OS GitHub Actions, so Linux

Additional info As pointed out by @stuhood in https://github.com/pantsbuild/pants/issues/15199#issuecomment-1376564332, the Docker image pull should not be triggered or canceled.

stuhood commented 1 year ago

It looks like the reason that this will happen is that our first step when using a docker image is to get an expanded image ID, including its sha256: https://github.com/pantsbuild/pants/blob/4a0af5e875f2fa53dea63415b50dbcb33be96a50/src/python/pants/core/util_rules/environments.py#L848-L877

...and currently the DockerResolveImageRequest intrinsic is implemented by first pulling the image, and then docker inspecting it: https://github.com/pantsbuild/pants/blob/4a0af5e875f2fa53dea63415b50dbcb33be96a50/src/rust/engine/src/intrinsics.rs#L682-L736

Some googling shows that it should be possible to get an image ID without first pulling... but AFAICT it looks like that would require direct access to the docker registry, rather than being provided by the CLI or the bollard crate.

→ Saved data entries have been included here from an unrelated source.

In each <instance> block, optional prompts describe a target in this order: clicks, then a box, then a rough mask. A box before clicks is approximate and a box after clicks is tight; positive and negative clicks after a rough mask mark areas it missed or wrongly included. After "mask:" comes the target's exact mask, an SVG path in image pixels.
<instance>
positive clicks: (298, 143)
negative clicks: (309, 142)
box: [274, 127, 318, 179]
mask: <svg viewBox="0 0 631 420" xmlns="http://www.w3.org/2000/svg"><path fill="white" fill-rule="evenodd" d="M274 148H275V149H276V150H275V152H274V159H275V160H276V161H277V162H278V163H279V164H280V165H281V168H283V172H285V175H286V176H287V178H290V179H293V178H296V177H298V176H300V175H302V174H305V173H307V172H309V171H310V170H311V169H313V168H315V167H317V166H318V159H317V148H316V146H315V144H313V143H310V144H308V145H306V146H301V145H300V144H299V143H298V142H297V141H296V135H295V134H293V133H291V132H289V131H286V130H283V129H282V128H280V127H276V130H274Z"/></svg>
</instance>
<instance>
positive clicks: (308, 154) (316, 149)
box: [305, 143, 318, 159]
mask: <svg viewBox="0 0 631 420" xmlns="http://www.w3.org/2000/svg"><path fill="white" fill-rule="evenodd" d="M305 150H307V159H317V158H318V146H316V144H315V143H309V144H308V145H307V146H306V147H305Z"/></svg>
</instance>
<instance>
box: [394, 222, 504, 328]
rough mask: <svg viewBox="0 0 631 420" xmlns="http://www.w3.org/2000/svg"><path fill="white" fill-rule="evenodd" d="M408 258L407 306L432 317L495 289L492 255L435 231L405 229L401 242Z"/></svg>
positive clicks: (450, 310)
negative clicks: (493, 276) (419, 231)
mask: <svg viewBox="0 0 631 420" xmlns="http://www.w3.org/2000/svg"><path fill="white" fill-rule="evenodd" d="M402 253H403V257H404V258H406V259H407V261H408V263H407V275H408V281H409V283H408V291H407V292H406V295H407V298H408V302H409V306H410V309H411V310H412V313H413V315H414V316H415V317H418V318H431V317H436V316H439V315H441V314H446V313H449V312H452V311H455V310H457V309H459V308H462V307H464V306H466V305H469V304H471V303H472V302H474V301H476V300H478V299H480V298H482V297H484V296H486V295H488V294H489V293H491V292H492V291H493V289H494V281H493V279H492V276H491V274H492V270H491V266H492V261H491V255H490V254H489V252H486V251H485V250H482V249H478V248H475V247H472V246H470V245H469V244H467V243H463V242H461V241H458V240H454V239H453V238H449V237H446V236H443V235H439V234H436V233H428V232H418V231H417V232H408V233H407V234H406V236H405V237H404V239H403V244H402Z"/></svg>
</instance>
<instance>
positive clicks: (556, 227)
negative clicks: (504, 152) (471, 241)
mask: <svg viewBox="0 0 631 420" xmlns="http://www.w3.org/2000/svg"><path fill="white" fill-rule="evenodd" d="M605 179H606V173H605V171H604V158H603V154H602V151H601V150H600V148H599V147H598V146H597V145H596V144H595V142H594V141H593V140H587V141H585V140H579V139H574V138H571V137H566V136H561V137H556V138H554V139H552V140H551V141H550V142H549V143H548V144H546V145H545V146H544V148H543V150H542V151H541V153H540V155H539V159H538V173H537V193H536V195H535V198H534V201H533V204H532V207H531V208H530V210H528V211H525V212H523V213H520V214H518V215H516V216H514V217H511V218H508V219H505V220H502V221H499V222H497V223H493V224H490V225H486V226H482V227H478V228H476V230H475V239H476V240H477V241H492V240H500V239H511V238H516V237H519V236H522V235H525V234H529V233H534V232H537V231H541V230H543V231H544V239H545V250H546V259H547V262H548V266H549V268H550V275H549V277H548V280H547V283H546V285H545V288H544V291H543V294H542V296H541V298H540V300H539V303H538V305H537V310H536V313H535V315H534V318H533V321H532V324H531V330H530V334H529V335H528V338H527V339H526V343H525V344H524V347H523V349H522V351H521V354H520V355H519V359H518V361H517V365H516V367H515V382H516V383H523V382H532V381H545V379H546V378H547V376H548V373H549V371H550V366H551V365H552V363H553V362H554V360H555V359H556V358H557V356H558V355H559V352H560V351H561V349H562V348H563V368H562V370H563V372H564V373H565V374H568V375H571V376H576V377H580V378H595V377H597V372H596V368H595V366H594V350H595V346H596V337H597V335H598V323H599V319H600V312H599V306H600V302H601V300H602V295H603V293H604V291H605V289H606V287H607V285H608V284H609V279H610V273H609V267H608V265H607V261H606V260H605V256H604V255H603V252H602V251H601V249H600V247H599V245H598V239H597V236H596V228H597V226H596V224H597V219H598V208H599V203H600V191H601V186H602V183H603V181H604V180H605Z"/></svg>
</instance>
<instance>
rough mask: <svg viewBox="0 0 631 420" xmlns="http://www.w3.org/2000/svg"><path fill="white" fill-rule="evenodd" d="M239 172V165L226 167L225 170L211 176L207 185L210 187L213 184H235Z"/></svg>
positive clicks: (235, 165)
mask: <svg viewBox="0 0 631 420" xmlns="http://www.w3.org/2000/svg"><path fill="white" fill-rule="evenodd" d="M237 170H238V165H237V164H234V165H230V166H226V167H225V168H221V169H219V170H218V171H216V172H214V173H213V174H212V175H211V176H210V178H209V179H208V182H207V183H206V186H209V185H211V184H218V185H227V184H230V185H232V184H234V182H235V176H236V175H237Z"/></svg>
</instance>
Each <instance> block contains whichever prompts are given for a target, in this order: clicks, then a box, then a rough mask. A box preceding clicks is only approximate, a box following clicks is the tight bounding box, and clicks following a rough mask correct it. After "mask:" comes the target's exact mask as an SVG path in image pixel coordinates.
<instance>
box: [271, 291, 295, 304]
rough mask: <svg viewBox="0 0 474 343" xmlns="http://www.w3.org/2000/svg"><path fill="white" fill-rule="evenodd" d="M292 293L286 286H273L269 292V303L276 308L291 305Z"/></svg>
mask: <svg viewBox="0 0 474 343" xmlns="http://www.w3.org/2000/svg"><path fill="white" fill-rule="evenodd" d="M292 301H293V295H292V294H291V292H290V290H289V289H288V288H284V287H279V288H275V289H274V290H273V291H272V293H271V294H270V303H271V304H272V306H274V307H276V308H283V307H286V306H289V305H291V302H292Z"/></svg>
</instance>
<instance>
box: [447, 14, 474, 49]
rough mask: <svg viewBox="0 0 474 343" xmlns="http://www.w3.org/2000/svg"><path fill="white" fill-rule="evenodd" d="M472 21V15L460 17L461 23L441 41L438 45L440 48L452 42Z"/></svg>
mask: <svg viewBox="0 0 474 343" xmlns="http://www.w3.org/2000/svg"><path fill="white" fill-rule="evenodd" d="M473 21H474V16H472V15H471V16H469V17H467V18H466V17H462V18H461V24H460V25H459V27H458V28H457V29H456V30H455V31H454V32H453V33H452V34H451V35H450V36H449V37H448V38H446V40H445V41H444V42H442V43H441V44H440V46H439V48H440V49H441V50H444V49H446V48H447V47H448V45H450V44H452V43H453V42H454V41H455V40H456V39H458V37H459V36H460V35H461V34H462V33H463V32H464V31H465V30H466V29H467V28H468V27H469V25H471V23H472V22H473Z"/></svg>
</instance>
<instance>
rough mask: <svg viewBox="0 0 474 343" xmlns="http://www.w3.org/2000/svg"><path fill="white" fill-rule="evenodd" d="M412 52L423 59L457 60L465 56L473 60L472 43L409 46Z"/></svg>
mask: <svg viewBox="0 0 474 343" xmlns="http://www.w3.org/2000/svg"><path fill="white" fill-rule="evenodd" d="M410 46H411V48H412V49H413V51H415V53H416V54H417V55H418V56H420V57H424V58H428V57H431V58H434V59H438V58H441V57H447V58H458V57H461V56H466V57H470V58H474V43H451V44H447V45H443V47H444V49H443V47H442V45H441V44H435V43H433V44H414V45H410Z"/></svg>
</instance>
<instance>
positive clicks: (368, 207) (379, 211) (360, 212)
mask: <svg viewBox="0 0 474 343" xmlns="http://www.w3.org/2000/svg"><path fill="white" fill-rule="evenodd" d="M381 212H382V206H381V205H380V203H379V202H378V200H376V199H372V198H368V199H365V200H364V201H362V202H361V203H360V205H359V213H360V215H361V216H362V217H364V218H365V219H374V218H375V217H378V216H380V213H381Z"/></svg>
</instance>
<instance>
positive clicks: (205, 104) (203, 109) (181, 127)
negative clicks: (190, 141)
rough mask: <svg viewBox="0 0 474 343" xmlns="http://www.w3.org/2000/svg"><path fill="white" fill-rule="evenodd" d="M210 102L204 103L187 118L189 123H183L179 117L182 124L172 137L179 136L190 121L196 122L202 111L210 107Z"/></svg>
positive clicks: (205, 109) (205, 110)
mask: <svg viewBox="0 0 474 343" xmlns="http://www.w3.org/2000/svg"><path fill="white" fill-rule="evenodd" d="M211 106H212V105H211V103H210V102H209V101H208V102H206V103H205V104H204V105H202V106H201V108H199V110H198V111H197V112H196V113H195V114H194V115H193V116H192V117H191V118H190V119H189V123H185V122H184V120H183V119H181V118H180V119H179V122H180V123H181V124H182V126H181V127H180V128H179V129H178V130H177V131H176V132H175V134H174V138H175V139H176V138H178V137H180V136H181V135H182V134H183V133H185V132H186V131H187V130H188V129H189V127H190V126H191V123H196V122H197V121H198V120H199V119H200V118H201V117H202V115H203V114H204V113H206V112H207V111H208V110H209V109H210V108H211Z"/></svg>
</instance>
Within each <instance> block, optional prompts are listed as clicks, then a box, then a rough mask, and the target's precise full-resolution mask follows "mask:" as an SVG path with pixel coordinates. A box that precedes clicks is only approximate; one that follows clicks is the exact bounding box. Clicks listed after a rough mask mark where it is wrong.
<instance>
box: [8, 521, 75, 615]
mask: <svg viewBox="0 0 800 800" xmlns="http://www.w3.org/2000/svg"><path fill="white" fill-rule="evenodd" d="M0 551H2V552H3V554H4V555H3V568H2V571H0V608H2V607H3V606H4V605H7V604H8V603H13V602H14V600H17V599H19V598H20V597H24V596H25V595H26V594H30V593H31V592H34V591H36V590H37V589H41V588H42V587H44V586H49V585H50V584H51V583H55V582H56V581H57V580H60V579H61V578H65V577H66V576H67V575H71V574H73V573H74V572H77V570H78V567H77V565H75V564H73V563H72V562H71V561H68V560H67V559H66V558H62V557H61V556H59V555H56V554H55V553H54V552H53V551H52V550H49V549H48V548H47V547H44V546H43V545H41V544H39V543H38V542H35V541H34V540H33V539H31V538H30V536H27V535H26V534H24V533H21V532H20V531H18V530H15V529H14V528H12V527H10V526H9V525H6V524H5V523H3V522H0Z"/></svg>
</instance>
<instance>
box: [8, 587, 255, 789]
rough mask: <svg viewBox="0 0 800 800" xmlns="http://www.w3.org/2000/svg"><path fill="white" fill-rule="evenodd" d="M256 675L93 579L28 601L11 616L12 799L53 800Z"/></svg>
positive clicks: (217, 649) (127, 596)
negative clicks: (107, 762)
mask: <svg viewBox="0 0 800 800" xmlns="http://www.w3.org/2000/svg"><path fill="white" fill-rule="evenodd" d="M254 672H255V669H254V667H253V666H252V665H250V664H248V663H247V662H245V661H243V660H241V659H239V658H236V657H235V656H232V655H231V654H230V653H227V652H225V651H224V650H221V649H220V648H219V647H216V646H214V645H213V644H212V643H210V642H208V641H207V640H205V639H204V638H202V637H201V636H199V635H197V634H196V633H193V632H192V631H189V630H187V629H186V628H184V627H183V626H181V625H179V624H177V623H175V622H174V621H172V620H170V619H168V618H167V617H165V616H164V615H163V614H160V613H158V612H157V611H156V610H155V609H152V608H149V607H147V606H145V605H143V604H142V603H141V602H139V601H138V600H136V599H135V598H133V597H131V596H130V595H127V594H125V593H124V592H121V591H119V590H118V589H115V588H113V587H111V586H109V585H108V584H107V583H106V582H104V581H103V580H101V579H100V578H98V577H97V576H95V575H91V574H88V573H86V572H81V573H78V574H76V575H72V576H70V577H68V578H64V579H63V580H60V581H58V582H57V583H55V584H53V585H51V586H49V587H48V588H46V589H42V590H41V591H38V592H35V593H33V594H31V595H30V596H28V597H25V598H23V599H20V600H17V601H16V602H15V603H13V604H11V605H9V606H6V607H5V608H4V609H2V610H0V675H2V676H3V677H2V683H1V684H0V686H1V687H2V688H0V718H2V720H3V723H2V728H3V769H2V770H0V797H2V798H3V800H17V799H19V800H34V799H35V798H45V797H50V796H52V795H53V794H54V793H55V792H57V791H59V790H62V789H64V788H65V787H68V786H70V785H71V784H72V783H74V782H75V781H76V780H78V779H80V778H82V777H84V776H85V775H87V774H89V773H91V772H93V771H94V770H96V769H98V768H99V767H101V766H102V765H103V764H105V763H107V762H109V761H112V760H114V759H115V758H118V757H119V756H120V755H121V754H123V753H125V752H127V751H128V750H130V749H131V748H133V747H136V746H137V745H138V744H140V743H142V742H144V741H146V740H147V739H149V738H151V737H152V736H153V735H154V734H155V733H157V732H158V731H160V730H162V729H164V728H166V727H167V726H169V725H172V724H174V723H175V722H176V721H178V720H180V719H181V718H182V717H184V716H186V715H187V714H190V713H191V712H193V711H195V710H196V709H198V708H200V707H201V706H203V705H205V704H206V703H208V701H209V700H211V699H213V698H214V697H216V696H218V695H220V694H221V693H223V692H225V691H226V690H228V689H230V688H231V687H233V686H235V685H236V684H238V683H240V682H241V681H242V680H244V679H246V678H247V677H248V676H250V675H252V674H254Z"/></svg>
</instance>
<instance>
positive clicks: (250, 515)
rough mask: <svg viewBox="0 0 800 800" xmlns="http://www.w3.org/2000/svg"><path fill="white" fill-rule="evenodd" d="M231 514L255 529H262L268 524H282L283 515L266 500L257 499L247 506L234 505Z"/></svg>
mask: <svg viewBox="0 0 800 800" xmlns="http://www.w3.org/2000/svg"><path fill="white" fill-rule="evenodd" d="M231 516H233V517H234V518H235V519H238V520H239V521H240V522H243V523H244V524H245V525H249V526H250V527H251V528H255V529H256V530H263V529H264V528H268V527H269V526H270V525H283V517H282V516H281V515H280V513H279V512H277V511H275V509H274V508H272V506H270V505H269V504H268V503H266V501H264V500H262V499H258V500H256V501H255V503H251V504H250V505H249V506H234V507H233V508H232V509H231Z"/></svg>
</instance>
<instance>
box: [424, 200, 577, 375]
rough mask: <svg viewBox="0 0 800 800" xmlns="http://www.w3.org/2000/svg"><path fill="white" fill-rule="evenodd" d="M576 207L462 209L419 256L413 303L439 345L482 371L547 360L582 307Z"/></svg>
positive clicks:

In the meantime: as shown in the first section, if you include the sha256 tag of your image in the image name in your docker_environment target, we won't pull the image to append it.

chris-stetter commented 6 months ago

Due to https://github.com/pantsbuild/pants/issues/17714, I tried building an image with pants first and then use its sha to use that image in a docker_environment. As it always tries to pull first, this will not work.

Are there any plans to stabilize the environments feature?

sureshjoshi commented 1 month ago

I have a tentative fix for #17714, and that seems like a good step in solving this issue (or at least mitigating it). It doesn't solve the problem directly, but it pushes the problem one step back - so that better caching of Pants-created docker_images/meta will directly speed up the workflow and everything is kept in the ecosystem.

At the moment, my fix still asks for a BuiltPackage, and since that is run PER_SESSION, there is still a perf hit.

https://github.com/pantsbuild/pants/blob/53d6ad0b3c18a901b0eb1cdb6ec00ba371faed44/src/python/pants/backend/docker/util_rules/docker_binary.py#L102-L104

The part I'm stuck on must be cacheable though, I just haven't gone through all the available APIs yet.